The Charleston music scene is becoming more diverse. But there are still certain genres left out of the mainstream scope and maybe even completely. One of these lesser highlighted genres is metal, and more particularly deathcore, which is significantly dwindling in South Carolina.
Formed in 2015, five-piece outfit Down Under is possibly the only deathcore band in the state still actively playing shows. Members Mustafa Temel, Will Manigault, James Davenport, Savannah Myers and Eli Blalock are based in Charleston and all share a passion for the genre they represent.
Deathcore is a fusion of heavy metal-influenced death metal and punk-based hardcore. The result is a combination of blast beats, down-tuned guitars, tremolo picking, shrieked and growled vocals and breakdowns. To the average ear, it might sound like a lot of noise. But there's more to it than that.
"I think the main appeal of any style of heavy music — whether it’s metal or hardcore or punk or deathcore, whatever it may be — is that it’s music for outsiders," says Manigault. "Whether you have depression or whether you live an alternative lifestyle or you’re an atheist in a Christian home — whatever makes you feel outcast from society, metal music and hardcore music provide an outlet for people to express their emotions. And it might look strange from the outside if you’re not really into the music, but when you go to a death metal show or a hardcore show, you’re going because you know that the bands and people around you can relate to what you’re going through."
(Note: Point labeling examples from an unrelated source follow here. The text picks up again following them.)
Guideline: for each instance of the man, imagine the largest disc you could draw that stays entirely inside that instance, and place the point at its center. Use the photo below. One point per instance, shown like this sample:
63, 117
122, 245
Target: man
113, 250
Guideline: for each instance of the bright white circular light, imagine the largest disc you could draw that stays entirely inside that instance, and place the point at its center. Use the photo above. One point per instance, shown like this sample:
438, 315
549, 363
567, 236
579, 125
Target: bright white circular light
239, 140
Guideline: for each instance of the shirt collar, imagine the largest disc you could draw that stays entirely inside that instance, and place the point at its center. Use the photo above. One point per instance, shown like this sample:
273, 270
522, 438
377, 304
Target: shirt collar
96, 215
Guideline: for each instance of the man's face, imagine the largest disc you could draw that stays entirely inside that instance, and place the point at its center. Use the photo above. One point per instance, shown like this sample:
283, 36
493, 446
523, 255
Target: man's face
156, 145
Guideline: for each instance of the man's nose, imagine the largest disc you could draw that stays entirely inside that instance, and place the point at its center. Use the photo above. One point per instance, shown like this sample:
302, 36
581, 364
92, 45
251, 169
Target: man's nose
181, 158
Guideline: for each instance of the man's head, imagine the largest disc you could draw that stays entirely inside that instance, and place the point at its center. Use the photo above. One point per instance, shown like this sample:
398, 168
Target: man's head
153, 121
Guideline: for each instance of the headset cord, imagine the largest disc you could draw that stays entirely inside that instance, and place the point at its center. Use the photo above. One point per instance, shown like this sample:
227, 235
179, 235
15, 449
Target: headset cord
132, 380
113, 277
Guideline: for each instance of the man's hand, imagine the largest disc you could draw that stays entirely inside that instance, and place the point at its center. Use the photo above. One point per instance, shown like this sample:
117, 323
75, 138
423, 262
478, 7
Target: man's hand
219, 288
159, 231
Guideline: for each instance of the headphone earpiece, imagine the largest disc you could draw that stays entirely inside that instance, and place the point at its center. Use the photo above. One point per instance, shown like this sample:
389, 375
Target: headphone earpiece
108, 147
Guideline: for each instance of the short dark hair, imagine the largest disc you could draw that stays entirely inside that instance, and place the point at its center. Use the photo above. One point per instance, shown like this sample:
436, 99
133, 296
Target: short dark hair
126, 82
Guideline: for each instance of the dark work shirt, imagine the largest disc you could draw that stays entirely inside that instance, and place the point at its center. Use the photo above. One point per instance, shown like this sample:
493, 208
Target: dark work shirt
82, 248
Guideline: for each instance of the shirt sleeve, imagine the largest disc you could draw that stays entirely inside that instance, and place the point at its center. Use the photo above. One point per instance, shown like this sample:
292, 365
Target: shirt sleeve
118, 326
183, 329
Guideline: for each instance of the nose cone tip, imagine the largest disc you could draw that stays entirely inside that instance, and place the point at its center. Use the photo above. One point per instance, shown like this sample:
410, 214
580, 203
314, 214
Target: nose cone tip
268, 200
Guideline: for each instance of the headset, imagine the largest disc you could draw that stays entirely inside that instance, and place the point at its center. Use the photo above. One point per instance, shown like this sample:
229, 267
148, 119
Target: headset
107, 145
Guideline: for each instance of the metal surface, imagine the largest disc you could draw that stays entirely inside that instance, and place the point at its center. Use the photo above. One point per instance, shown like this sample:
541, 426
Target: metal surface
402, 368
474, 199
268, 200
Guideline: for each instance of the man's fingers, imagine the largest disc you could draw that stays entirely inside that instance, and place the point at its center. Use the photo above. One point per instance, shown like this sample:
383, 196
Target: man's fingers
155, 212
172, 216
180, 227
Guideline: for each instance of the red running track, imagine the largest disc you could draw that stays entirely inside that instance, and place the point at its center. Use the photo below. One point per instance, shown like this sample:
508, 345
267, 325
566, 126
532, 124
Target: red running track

Down Under's latest EP "Enigmatic Design" particularly explores issues related to mental illness, suicide, drug abuse and domestic violence. Its title was born from existential soul searching.
"The 'Enigmatic Design' name came from a lot of thoughts that went into our song 'Broken Hearts and Body Parts,' where I question God and his existence and why he does what he does," explains vocalist and lyricist Temel.
The debut EP was released in April 2017 and recorded by Tim Ossenfort of Castus Audio in Beaufort. Drummer and audio engineer Davenport demoed and produced the tracks before they were sent to Ossenfort.
The real magic happens at live shows, though. And right now, there are very few spaces for deathcore in Charleston.
Manigault has been booking shows at Cory's Grilled Cheese on Maybank Highway for a year and a half to keep the genre alive, as well as securing slots for lesser-known hip-hop, punk and indie artists.
This decision to start booking shows came after the closing of The Hive in Ladson and Inland Surfs & Skate in Summerville, two popular all-ages venues for heavier genres. While Big Gun and Burn's Alley are great locations for the 21 and up crowd, a downtown all-ages venue is severely lacking. Manigault recognized the need for a venue when he partnered with Cory's.
"It’s really hard to get new people to come into the scene, especially since we lost the skate park and The Hive and a lot of people don’t know about Cory’s Grilled Cheese," says Manigault. "And there aren’t any national-level bands who are coming here anymore, because the crowd is so small and there isn’t really a venue to accommodate them."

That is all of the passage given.